The last hospital fully functioning in the northern half of Gaza, Ahli Arab, just over three kilometres away from Al Shifa, was forced to close its surgery department after it ran out of anaesthetics.

British-Palestinian surgeon Ghassan Abu Sitta, who escaped on foot to the south, told Reuters he had decided to leave because he was now powerless to help patients.

“It has been a living nightmare — leaving 500 wounded knowing that there’s nothing left for you to be able to do for them, it’s just the most heartbreaking thing I ever had to do,” Mr Abu Sitta said by phone.

In a post on X, he wrote: “No longer able to provide surgeries at Ahli Hosp.

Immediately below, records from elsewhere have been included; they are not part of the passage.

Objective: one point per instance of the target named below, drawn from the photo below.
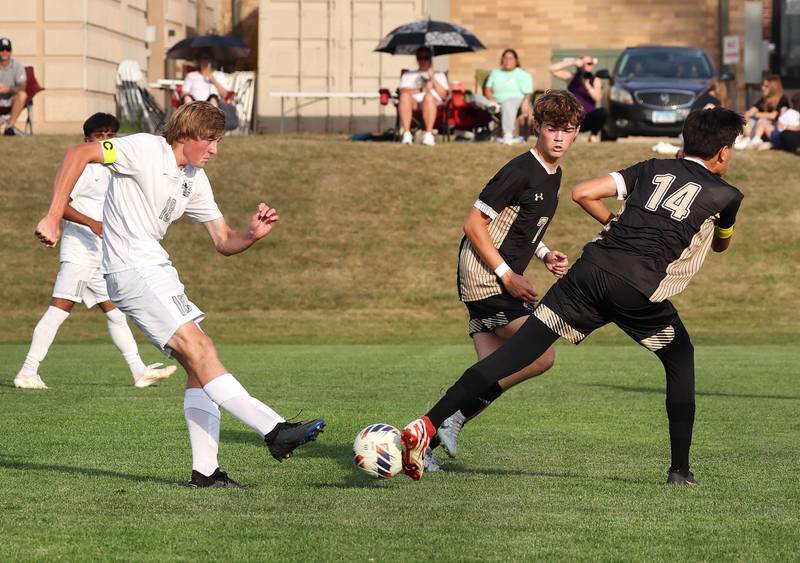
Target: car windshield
(664, 64)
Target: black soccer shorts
(588, 297)
(493, 312)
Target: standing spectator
(12, 86)
(511, 88)
(787, 127)
(765, 111)
(587, 88)
(424, 88)
(715, 96)
(205, 84)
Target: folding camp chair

The hospital is now effectively a first aid station. Hundreds of wounded now at hospital with no access to surgery. They will die from their wounds.”

Israel under pressure

Israel has come under increasing pressure to back up its allegations that Hamas is using hospitals as command centres.

The United States has stood behind its ally, however, with President Joe Biden this week saying he had asked Israel to be “incredibly careful” in its military moves around Gaza hospitals.

More than half of Gaza’s hospitals are no longer functional due to combat, damage or shortages.